This week marks the last week of official farm CSA delivery. A bookend to the season of sorts. No more long Monday harvests, hundreds of rubber bands wrapped around one’s finger, bins of kale or swiss chard stacked precariously high in the back of the van. On Tuesday afternoons the farm plots will feel a bit empty, devoid of children and parents lazily picking cherry tomatoes or John (a long-time Minneapolis urban farmer and major contributor to Stone’s Throw) diligently washing out the muddy harvest totes.
In all honesty, we are also incredibly relieved to have a break from the monotony of full farm production season. In mid-April we began transplanting, tilling, and harvesting from our high tunnels. Back then, the days were short, the trees had no leaves but there was a hope, a confirmation in the air that spring was indeed coming, that long days would end in fruitful harvests. Now, the days are short, many trees have no leaves, and there is a collective desire to lay the farm to rest, to mulch the perennial herbs, roll-up irrigation lines, and eat handfuls of hardy spinach.

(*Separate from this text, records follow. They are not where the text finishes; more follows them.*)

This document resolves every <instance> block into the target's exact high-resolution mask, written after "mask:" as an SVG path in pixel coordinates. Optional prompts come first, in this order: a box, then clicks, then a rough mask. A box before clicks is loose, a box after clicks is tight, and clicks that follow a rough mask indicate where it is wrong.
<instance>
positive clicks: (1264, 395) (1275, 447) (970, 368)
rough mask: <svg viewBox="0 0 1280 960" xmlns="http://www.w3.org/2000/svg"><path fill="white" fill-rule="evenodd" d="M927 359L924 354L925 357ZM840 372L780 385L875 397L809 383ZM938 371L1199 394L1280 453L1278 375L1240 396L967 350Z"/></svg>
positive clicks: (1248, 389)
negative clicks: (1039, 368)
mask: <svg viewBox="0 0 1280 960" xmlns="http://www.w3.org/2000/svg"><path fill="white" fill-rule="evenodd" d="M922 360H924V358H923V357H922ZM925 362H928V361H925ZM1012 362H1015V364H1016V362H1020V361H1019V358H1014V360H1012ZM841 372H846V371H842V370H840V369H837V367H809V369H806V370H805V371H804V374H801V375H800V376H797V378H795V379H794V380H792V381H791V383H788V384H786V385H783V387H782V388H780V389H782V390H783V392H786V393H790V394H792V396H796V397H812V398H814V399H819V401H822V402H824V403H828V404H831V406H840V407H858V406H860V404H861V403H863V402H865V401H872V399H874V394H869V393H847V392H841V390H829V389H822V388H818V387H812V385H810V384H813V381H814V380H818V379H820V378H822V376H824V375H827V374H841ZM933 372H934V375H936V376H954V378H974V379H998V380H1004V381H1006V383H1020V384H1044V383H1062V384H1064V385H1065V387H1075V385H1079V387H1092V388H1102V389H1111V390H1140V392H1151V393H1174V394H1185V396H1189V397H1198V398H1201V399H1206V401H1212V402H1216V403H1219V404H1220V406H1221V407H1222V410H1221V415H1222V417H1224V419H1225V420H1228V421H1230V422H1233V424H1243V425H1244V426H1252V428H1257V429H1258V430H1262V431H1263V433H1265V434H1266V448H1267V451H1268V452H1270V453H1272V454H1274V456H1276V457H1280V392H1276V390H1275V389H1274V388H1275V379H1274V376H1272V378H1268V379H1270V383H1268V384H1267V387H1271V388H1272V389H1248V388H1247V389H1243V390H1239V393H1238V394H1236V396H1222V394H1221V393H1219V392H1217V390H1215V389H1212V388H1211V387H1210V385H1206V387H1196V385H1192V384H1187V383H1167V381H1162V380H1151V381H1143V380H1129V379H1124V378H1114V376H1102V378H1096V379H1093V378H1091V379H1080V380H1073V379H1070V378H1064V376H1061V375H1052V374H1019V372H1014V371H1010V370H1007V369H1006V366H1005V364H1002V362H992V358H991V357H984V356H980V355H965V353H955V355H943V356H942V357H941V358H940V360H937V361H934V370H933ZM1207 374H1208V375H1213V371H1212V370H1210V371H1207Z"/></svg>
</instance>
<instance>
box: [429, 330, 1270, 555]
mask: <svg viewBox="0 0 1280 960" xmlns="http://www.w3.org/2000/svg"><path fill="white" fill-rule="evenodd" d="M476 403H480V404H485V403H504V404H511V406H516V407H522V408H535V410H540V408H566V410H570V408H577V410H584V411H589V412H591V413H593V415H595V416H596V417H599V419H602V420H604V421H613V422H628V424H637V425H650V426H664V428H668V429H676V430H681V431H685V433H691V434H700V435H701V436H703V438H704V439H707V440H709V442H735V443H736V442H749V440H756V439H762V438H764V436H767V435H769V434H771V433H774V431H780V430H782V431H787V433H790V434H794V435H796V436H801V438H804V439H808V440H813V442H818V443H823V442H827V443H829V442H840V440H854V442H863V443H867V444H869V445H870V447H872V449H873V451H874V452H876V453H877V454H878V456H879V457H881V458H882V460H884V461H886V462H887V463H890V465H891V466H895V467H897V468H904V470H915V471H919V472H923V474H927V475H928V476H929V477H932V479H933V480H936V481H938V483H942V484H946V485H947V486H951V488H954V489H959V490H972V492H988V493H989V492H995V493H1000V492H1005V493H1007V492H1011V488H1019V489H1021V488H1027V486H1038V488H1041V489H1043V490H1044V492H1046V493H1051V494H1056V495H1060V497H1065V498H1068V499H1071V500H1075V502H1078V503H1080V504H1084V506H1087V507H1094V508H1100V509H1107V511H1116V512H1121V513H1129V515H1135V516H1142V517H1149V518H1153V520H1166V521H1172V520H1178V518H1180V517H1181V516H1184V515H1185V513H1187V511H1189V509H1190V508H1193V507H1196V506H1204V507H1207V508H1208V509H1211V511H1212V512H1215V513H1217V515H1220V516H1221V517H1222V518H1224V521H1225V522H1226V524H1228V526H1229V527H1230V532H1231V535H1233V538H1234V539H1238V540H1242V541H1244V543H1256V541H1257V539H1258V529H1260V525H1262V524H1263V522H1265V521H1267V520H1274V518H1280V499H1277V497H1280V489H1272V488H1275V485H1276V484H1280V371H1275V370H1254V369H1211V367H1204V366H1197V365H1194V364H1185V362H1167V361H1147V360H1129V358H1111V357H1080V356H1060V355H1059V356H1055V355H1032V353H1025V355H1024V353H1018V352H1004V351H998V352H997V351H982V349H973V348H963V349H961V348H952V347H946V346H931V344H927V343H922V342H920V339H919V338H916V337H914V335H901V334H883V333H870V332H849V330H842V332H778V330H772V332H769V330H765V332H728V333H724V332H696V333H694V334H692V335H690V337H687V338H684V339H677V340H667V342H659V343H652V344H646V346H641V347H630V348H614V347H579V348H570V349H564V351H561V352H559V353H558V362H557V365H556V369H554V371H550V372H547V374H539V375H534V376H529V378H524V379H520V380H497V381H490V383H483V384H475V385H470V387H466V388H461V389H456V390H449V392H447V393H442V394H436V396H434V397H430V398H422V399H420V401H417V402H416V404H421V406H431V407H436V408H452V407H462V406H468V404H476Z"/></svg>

Late October is also often the first time for real reflection. Time to pick one’s head from the myopia of vegetable cultivation, harvest, and delivery, and attempt to see the farm in a larger context. I am immediately stricken by the amount of generosity and support the Twin Cities has shown this farm project. From institutional collaboration to neighborly advice our farm operates effectively because of the wonderful people with whom it interacts.
On a late July evening, I was furiously trying to fix an irrigation line at 12th Avenue, one of our (creatively named) Minneapolis sites. We had planted salad greens the day before but thunderstorms had dodged the city and a warm front had moved in, creating dry and dusty conditions. Without immediate irrigation, the germination of the greens would be spotty, leading to weed problems and lowered yield. After several hose repairs, replacing the batteries on the irrigation timers, and a few trips to the hardware store, water began to soak into the ground. I prepared to leave the plot and trudge home. As I stepped on to the sidewalk, the elderly neighbor next door offered me a full meal of lentil soup, fried potatoes, watermelon. She had packed it into bags, demanding that I heed her advice and heat up the soup before consuming. The woman is an immigrant from Trinidad and Tobago and wonderful gardener. When the family moved in, the husband diligently cut back the trees surrounding the yard with a large machete to allow more light. They tilled all the grass and planted eggplant throughout the front yard. They also constructed a 10 foot by 4 foot trellis to support massive, pale, cylindrical squashes, reaching up to 3 feet in length). When struggling through the summer heat and endless farming tasks, events like these become mythic, bulwarks against exhaustion and disillusionment. They far outweigh the occasional vandal or city planner hell bent on keeping urban farms from disrupting the city’s “progress”.
Generous neighbors, enthusiastic passers-by, selfless volunteers, and creative city officials all help to make the farm more interesting, more dynamic, and richer in content. CSA members, our market customers, and many restaurant and wholesale accounts help to make urban production farming a distinct reality. As warm fall days turn into cold winter ones, we will sorely miss seeing so many of your faces.
We have spent many hours this fall building a full-season greenhouse at our 15th Avenue plot in Minneapolis. We will start our baby seedlings here in late-February and continue starting transplants throughout the summer. We also hope that this structure will serve many additional purposes: a microgreens production space, a neighborhood gathering place to escape the frigid late winter winds, a place to collaborate with aquaponics enthusiasts to design farm-scale systems. Our hope is that this greenhouse space will serve as a prototype and testing ground for larger-scale year-round production spaces in the future.
This week we also received exciting news that we were one of 16 recipients of the Knight Foundation’s Green Line Challenge grant. We were awarded funds to transform our 625 Dale Avenue plot in Saint Paul into a more dynamic, long-term production and food distribution space. Our intention is to continue to develop innovative urban agriculture techniques while developing farm spaces as interactive, pedestrian-friendly gathering areas. As part of the grant we will build several hoophouses, construct seating space along Dale Avenue, plant rows of perennial fruit bushes, and erect a market stand. We will also develop curriculum that teaches scalable urban production methods. Our intention is to design trainings that are suitable for both practitioners of larger-scale urban agriculture and backyard gardeners. We are very honored that the Knight Foundation’s community reviewers have selected our farm to do this work.
As the tomato stakes go from vertical supports to laying horizontal on pallets and the days become shorter, we thank you all for making the Twin Cities a wonderful and interesting place to grow food. As always, we welcome your comments, critiques, and suggestions for how to improve Stone’s Throw Urban Farm. Please stop by our plots in the coming weeks. We will be busy cleaning up, mulching, fixing engines and sheds, and continuing the fall harvest.